Hi I’m totally new to this so I don’t know the short hand sorry in advance!
This is going to take a while. I’ve found out I’m pregnant approx 12 weeks. The father of my unborn child was a brief relationship that ended quite badly...
we were seeing each other approximately 3 weeks he was going thru a really hard time and I was trying to be there for him although I knew in my heart it would never work out. He started to become really over bearing constantly telling me he loved me, needing me with him at all times, consistently trying to over power me and assert control. When I found it safe to do so I left immediately never looking back. I have been in this kind of relationship before and knew the signs and that I could not do it again.
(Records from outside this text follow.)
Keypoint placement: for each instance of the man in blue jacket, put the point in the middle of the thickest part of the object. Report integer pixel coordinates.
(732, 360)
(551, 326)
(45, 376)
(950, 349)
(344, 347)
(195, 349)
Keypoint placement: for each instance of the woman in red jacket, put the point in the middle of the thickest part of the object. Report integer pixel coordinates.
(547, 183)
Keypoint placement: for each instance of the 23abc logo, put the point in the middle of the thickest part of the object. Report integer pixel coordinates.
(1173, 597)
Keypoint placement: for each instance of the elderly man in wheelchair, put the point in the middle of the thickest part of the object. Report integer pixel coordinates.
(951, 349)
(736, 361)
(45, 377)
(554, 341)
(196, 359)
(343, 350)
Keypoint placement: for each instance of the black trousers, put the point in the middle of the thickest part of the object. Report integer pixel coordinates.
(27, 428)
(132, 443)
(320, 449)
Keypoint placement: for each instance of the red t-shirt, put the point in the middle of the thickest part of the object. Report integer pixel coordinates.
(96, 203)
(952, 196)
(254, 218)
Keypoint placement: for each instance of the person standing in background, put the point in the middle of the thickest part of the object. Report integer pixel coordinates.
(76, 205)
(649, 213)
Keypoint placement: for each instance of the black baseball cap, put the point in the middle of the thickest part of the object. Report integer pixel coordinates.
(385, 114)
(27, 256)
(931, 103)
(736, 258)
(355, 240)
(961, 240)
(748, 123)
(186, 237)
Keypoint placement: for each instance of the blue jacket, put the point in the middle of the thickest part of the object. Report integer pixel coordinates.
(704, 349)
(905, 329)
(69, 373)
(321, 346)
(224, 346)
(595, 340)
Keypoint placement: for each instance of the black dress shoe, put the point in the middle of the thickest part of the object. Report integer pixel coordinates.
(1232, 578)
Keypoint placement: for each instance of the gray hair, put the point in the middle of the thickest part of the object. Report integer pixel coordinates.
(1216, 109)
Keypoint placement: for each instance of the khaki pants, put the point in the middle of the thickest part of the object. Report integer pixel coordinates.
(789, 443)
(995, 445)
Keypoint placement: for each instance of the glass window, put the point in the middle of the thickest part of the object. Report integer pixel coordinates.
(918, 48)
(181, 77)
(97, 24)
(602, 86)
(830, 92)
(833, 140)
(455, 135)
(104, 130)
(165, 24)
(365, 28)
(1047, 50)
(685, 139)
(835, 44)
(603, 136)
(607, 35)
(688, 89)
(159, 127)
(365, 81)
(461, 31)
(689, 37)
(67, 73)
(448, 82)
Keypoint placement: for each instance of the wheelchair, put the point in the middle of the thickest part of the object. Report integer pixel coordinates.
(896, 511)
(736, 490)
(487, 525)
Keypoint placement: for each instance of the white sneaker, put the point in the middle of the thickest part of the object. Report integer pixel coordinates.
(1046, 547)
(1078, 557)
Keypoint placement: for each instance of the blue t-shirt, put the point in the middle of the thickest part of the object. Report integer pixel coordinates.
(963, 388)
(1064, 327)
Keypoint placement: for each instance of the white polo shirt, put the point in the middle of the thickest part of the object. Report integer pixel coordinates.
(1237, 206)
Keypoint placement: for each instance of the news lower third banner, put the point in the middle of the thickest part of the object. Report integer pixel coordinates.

I blocked him from having any contact wotsoever.
I found out 3 weeks later I was pregnant by him, I slowly tried to speak to him again test the water to c if after the hard time he had went thru he had calmed down any but he was worse than ever, constantly sending me messages, turning up at my place of work, drinking to excess and calling me some of the most horrific names imaginable. This is without him knowing about the baby.
I still haven’t told him, I’m really unsure if it would be the right thing to do. I’m 31 he’s 53 and has told me from the beginning in no uncertain terms does he ever want any more children ( he has 2 adult offspring )
I’m really struggling, initially I thought it would be easier not to have he baby at all, I’m already a single mother with a 12 year old daughter. I have got over the shock and believe I could be an amazing mum the second time round. I have always been on my own with my girl. She has a loving healthy relationship with her dad and his family. She’s an absolute credit to me.
I would be totally on my own, both my parents have passed away within the last 5 years, so I would have no help in that respect. I have a couple of good friends, but no immediate family to speak of.
Would like any advice... should I tell the baby’s dad? Do I have the right to go it alone without consulting him? I’m scared of his reaction and the abuse I will receive on top of wot Ive already had from him?